When the Fiscal Stress Monitoring System was implemented in 2013, the town was classified as under significant fiscal stress. It was upgraded to “moderate fiscal stress” a year later and stayed in that category until 2016 when it was upgraded to susceptible. In 2020, the economic data the comptroller’s office analyzed for the latest report, the town was closing in on the numbers needed from being off the list, said Acting Comptroller Chris Kelsey.
The town has a fiscal score of 45.8. The City of Albany was the only other municipality in the Capital District to make the list with a score of 52.9.
“I would first highlight the fact that the town is .9 percentage points away from being off the list, having improved again during 2020 from 52.5 percent in 2019,” he said. “In 2012 when the Fiscal Stress Monitoring Program was first initiated by OSC the town was in the Significant Stress category with a score of 65.8 percent. The town steadily declined into the Moderate Stress category in 2013 (62.5 percent) and by 2016 we moved to the current category of Susceptible to fiscal stress (52.5 percent.)”
He said the financial issues date to the administration prior to Supervisor Paula Mahan taking office in 2008.
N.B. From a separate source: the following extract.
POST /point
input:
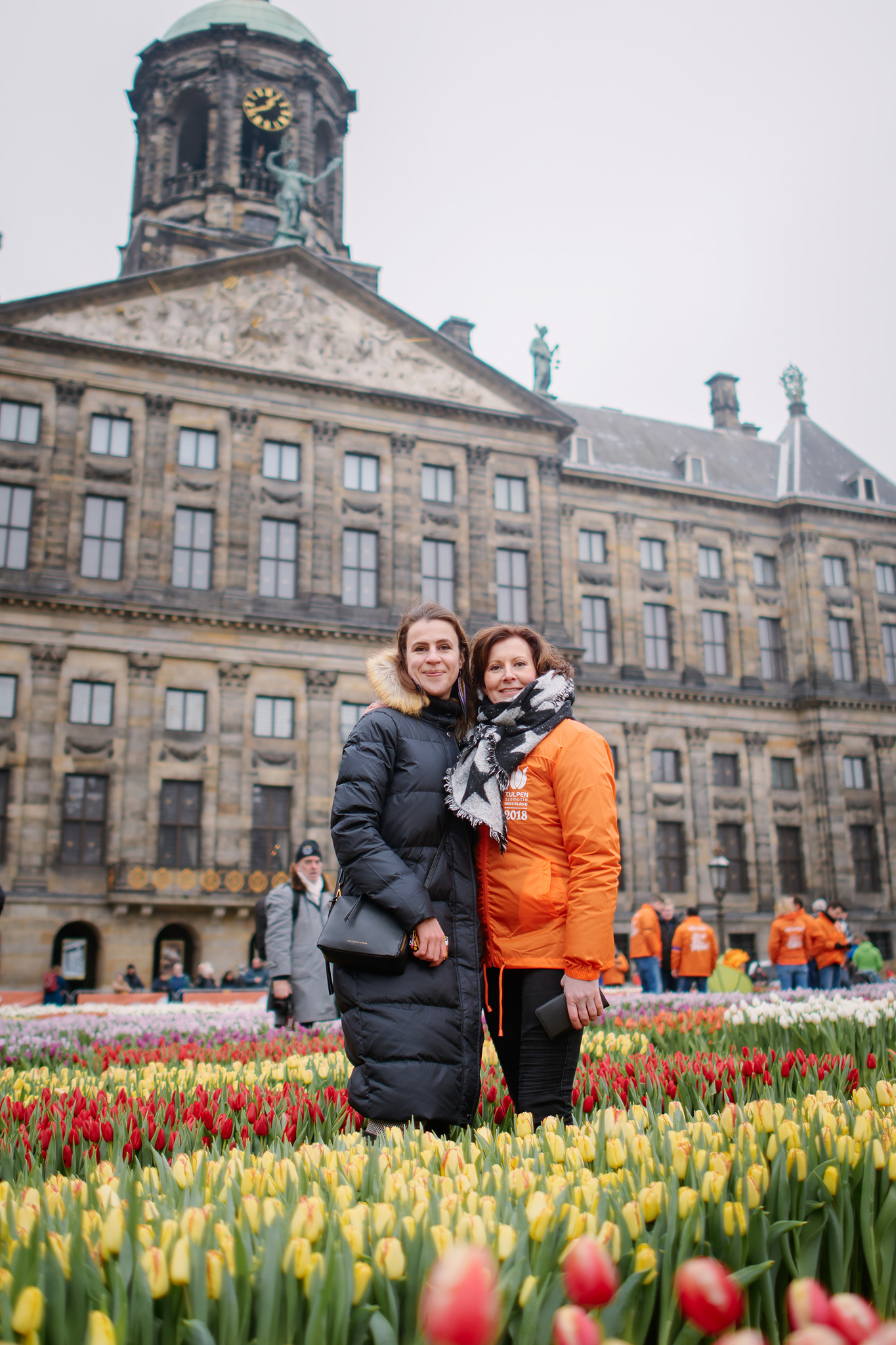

“The prior administration had generated a town-wide deficit in excess of $20 million and the town’s bone rating had dropped to Baa2 as rated by Moody’s at the time,” he said. Had the fiscal distress monitoring program been around back then, the town would have been near the top of the list.”
Standard and Poor currently rates the town’s bond rating at A+ with a positive outlook.
“Assuming economic conditions remain stable we are confident that for 2021 we will have moved off the list to the no designation category,” he said. “While it has been a challenge, and will continue to be challenging for the next administration, Paula and the management group are proud of our financial accomplishments over the last 14 years.”
The state Comptroller’s Office rates each municipality’s fiscal health based on a number of indicators including year-end fund balance, cash on hand, short term borrowing, fixed costs and patterns of operating deficits.
The Comptroller’s Office did take into account the impacts of COVID-19 on municipality’s financial condition and found most weathered the storm without long lasting ramifications. Most, according to the report, made mid-year budgetary adjustments that helped the fiscal health. In Colonie, for example, every department was under a mandate to cut 10 percent from their respective budgets, part time employees were furloughed and there was a hard hiring freeze in place for most of the year.
Also, “rebounding monthly sales tax collections in much of the state supported local government’s bottom lines,” according to the report, “with many counties outside of New York City seeing only slight losses for 2020 compared with 2019, and collections in some counties even growing for the year.”
“Federal assistance, the restoration of state aid and resurging revenue have provided them much needed relief,” state Comptroller Thomas DiNapoli said in a statement. “However, those designated as stressed are less likely to have the flexibility to adapt to fiscal challenges long term. Local officials must budget and plan carefully to avoid fiscal stress and manage their communities through the uncertainties created by the pandemic.”
The vast majority of the 1,411 municipalities in the state that were rated were not under any fiscal stress in 2020. Nine municipalities were under significant stress, according to the report, with City of Poughkeepsie having the worst score, 78.3 percent. Amsterdam was the third worst with a score of 75 percent. Five municipalities were under moderate stress and 16 were susceptible.
Nearly 175 local governments did not receive a score with the vast majority, 169, not filing data in time or not filing at all.